DESCRIPTION (provided by applicant): The overall goal of this proposal is to develop a better understanding of the Ocular Mucosal Immune System (OMIS). The OMIS is the immune barrier that protects the eye from infection. This will be done in an experimental rabbit model whose ocular anatomy; immuno-histology and immune response to HSV infection mimics that of man. Our previous work has shown in rabbits mucosal ocular protection against HSV-1 was mediated by local mucosal, but not systemic immunization with HSV glycoprotein D (gD) and strong adjuvant. The mucosal protection in this model is due to cell-mediated immunity rather than secreted (slgA) or serum (IgG) antibodies. Using recently developed technologies, protective immunogenic HSV-1 gD peptide epitopes will be used to investigate the mechanism of ocular mucosal immunity and protection. These test peptides, formulated with novel, "safe" highly effective mucosal adjuvants will be administered topically to the eye to induce maximal local OMIS immunity. This research will be performed in these Specific Aims: Aim 1. Test the hypothesis that HSV-1 gD peptide epitopes found to stimulate the mouse mucosal immune system will also stimulate the rabbit OMIS and protect the eye against HSV challenge; Aim 2 -- Test the hypothesis that topical ocular delivery of the best protective gD peptides identified Aim 1 will activate Th1 immune responses in the OMIS. Aim 3A--Test the hypothesis that Nasal Associated Lymphoid Tissue (NALT) immunization is essential for OMIS responses and ocular protection and investigate whether the OMIS is part of the common mucosal immune system after topical delivery of gD peptides identified in Aim 1; and Aim 3B--Using high doses of our test antigens and the isolated NALT experimental system, we will test the hypothesis that NALT is necessary for induction of OMIS tolerance and, inversely, whether OMIS is involved in NALT tolerance. This research will provide important new information regarding the immunological composition and function of OMIS and explore means of inducing ocular mucosal immune protection and tolerance. It will test new technologies, new approaches in antigen presentation and mucosl adjuvants that could be stepping-stones to developing efficient ocular immunoprotective therapies. This addresses the NEI's Corneal Diseases Program objectives to "Further study of the mechanisms of mucosal immunity".

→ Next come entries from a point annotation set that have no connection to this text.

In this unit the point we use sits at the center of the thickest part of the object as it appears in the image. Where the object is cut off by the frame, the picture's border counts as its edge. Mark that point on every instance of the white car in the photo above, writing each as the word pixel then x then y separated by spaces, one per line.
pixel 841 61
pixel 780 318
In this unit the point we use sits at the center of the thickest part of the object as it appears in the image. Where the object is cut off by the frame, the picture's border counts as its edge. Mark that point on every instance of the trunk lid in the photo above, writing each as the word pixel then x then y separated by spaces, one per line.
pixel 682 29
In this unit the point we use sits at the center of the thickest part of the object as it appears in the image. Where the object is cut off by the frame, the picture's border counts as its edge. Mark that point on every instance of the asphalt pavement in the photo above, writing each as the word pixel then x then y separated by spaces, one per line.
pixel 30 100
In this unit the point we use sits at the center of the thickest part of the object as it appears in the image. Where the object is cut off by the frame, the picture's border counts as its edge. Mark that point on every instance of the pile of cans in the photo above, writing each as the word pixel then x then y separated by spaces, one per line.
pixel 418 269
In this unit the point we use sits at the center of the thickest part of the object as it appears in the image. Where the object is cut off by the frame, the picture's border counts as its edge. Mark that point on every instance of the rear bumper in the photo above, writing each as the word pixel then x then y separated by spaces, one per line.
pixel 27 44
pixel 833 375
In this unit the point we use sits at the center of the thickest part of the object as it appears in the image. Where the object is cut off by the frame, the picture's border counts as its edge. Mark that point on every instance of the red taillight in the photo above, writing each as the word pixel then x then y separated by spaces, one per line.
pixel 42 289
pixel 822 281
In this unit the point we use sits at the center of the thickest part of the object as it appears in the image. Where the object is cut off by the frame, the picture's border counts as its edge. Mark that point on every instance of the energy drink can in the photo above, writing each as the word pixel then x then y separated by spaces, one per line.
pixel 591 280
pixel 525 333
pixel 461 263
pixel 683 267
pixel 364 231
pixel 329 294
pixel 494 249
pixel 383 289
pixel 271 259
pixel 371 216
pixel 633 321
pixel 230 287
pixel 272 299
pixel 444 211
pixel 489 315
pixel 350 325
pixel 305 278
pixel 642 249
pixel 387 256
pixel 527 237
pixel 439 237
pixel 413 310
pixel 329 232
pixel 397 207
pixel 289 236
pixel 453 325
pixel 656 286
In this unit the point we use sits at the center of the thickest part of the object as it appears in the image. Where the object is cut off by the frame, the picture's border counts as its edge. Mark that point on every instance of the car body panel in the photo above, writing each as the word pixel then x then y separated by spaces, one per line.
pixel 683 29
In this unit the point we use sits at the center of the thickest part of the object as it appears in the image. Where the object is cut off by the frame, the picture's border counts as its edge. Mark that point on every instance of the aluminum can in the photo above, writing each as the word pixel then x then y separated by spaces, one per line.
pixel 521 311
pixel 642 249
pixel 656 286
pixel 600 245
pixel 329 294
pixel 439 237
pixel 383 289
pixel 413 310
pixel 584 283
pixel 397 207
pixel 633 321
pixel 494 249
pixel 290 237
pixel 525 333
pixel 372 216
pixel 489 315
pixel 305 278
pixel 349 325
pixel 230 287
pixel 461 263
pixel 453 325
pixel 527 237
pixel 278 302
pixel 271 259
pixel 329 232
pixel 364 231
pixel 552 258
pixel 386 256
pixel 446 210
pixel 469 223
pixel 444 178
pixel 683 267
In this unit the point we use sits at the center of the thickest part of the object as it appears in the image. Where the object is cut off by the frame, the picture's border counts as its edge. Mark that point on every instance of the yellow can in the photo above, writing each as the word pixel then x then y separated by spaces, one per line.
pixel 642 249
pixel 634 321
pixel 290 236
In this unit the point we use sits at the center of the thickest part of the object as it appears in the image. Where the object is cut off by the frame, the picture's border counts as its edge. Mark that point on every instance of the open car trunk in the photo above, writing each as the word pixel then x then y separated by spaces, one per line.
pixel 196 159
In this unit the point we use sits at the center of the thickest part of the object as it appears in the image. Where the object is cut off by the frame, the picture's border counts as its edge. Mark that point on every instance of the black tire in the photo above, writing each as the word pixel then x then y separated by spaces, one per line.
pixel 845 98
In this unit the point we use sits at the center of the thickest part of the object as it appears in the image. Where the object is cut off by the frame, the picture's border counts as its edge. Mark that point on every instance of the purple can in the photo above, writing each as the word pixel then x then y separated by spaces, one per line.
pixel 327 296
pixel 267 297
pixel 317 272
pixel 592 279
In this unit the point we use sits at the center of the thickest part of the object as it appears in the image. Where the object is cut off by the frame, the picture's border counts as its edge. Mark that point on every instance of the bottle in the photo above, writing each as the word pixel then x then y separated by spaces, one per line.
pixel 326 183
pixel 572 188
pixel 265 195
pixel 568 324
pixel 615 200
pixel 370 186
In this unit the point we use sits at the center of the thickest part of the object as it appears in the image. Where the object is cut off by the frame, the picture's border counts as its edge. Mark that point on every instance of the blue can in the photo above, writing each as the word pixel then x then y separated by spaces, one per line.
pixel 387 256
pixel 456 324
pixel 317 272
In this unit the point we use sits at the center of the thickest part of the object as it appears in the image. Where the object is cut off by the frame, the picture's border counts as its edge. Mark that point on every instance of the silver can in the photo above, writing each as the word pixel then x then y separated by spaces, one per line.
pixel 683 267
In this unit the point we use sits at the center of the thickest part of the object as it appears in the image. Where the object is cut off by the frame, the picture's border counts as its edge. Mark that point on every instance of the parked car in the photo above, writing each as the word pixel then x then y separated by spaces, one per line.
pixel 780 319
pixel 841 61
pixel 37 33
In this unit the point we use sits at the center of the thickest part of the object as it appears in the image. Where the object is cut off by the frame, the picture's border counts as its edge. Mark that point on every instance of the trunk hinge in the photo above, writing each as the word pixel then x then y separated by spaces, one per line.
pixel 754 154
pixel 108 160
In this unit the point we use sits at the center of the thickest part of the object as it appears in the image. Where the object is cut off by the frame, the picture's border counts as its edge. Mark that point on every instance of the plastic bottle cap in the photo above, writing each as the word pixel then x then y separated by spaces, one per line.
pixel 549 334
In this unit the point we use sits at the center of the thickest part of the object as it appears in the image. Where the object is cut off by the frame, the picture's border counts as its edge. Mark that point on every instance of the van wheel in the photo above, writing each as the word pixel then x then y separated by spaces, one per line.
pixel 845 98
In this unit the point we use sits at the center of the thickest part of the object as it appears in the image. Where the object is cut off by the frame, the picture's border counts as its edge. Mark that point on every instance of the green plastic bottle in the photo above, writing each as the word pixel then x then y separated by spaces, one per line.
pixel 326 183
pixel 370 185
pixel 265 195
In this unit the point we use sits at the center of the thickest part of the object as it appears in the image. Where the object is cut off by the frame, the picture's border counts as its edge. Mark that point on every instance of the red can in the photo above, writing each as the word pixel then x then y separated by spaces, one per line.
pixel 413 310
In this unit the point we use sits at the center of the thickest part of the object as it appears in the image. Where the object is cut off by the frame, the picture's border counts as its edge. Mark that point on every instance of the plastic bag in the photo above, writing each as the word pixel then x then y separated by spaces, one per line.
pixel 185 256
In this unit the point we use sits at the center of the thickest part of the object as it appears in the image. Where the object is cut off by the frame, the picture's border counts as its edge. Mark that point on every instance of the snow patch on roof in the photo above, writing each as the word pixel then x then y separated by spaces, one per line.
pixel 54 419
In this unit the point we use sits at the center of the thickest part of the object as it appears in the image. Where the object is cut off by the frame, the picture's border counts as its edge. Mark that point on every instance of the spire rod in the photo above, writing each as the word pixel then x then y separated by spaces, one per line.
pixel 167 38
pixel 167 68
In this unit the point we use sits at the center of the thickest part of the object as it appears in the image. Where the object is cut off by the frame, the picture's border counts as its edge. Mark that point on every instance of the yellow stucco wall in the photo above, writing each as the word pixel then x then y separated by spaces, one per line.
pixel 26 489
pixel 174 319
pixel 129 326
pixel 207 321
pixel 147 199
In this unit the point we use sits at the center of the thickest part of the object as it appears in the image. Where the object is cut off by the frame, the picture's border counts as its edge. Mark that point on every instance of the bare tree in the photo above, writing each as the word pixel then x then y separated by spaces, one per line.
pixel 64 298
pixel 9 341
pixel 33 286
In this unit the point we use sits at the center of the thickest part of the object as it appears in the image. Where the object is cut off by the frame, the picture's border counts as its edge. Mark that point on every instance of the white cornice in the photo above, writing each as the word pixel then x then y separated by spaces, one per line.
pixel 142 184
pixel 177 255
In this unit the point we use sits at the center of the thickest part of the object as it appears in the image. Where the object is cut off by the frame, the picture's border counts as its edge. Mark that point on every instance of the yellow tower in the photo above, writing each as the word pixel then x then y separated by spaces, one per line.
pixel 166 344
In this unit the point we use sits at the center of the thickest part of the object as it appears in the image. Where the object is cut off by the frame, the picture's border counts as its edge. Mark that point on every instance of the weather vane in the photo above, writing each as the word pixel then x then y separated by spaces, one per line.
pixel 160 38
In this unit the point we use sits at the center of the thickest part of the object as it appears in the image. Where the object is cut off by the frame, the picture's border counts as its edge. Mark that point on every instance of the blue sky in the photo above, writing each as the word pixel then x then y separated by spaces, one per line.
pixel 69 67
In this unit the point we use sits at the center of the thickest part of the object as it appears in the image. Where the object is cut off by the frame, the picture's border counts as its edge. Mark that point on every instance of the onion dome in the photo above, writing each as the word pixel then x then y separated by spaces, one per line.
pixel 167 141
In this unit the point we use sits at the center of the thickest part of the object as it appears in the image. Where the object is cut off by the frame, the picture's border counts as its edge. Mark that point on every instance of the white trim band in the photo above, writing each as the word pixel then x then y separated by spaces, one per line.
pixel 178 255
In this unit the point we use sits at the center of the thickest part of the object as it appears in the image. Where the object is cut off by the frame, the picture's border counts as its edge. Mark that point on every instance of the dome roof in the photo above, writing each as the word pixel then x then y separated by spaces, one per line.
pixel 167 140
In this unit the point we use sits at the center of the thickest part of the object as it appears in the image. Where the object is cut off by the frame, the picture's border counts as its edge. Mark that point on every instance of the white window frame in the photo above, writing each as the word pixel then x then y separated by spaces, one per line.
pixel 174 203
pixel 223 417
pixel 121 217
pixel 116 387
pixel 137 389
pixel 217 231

描述（由申请人提供）：该提案的总体目标是更好地了解眼粘膜免疫系统（OMIS）。 OMIS 是保护眼睛免受感染的免疫屏障。这将在实验兔子模型中完成，该模型的眼部解剖结构如下：免疫组织学和对 HSV 感染的免疫反应与人类相似。 我们之前的工作表明，针对 HSV-1 的兔子粘膜眼部保护作用是通过局部粘膜介导的，而不是用 HSV 糖蛋白 D (gD) 和强佐剂进行全身免疫介导的。该模型中的粘膜保护是由于细胞介导的免疫而不是分泌的 (slgA) 或血清 (IgG) 抗体。利用最近开发的技术，保护性免疫原性HSV-1 gD肽表位将用于研究眼粘膜免疫和保护机制。这些测试肽采用新型、“安全”高效粘膜佐剂配制而成，将局部施用于眼睛，以诱导最大程度的局部 OMIS 免疫力。这项研究将在以下具体目标中进行： 目标 1. 测试以下假设：刺激小鼠粘膜免疫系统的 HSV-1 gD 肽表位也将刺激兔子 OMIS 并保护眼睛免受 HSV 攻击；目标 2——测试目标 1 确定的最佳保护性 gD 肽的局部眼部递送将激活 OMIS 中的 Th1 免疫反应的假设。目标 3A——检验鼻相关淋巴组织 (NALT) 免疫对于 OMIS 反应和眼部保护至关重要的假设，并研究在局部递送目标 1 中确定的 gD 肽后 OMIS 是否是常见粘膜免疫系统的一部分；目标 3B——使用高剂量的测试抗原和分离的 NALT 实验系统，我们将测试 NALT 对于诱导 OMIS 耐受所必需的假设，以及反过来，OMIS 是否参与 NALT 耐受。 这项研究将为OMIS的免疫组成和功能提供重要的新信息，并探索诱导眼粘膜免疫保护和耐受的方法。它将测试新技术、抗原呈递和粘膜佐剂的新方法，这些可能成为开发有效的眼部免疫保护疗法的垫脚石。这解决了 NEI 角膜疾病计划的目标，即“进一步研究粘膜免疫机制”。